In May, IgniteTech quietly acquired Khoros. No fanfare. No keynote with a Steve Jobs-style “one more thing.” Just a deal, a new owner, and a lot of questions from the customer experience industry about what exactly comes next for a platform serving two thousand companies.
This week, those questions got their answer: the launch of Aurora AI, an AI-native community platform, and Iris AI, an AI-native social media management engine – and the story behind how they got here is worth telling.
First, Some Context
Khoros was never a small bet. Built from the 2019 merger of Lithium Technologies and Spredfast, it became the enterprise backbone for some of the world’s most complex customer engagement operations — award-winning software, serious scale, and a customer base that doesn’t tolerate disruption lightly.

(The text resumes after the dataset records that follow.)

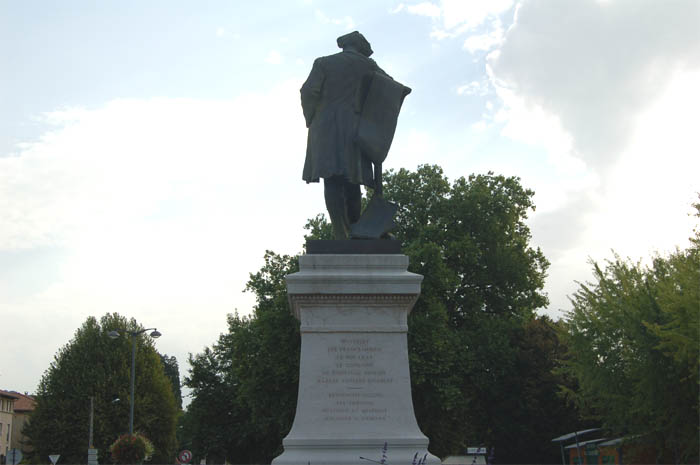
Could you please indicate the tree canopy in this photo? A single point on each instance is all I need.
(634, 338)
(93, 364)
(473, 337)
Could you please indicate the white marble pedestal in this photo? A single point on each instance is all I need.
(354, 385)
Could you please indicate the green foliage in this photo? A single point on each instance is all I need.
(92, 364)
(244, 388)
(475, 362)
(634, 337)
(134, 448)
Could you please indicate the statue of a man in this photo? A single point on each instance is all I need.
(329, 99)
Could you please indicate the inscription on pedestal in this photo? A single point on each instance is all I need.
(350, 379)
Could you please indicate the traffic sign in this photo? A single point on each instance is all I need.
(14, 456)
(184, 456)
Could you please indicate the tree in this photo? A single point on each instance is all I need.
(252, 370)
(483, 283)
(634, 334)
(92, 364)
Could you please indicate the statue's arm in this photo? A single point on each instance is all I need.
(311, 92)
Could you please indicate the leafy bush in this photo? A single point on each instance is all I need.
(131, 449)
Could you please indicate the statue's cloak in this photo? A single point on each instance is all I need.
(379, 100)
(329, 102)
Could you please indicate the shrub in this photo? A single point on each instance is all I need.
(131, 449)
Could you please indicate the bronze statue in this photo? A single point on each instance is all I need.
(350, 105)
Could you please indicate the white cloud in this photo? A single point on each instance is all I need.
(160, 209)
(274, 57)
(480, 88)
(597, 66)
(452, 18)
(428, 9)
(485, 42)
(397, 9)
(346, 22)
(607, 90)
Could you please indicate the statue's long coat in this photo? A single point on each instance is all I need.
(328, 98)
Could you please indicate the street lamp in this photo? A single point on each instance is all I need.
(115, 334)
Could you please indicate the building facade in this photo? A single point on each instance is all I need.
(24, 405)
(7, 409)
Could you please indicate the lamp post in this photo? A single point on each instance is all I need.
(115, 334)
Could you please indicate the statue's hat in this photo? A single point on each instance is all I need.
(358, 40)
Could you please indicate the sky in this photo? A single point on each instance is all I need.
(150, 152)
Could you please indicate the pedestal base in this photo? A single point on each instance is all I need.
(354, 384)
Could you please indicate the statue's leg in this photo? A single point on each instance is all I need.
(353, 201)
(333, 190)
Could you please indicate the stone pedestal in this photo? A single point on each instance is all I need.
(354, 385)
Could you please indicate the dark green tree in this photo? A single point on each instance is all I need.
(483, 283)
(92, 364)
(634, 337)
(244, 387)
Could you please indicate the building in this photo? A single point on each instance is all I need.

IgniteTech, for those unfamiliar, is a global enterprise software acquirer with a specific playbook: acquire mature platforms, rebuild them with AI at the centre, and run them profitably. They’ve done it across more than 150 companies. What made Khoros different is where it sits – at the exact intersection of community and social, with the kind of real-world customer data that makes AI genuinely useful rather than theoretically promising.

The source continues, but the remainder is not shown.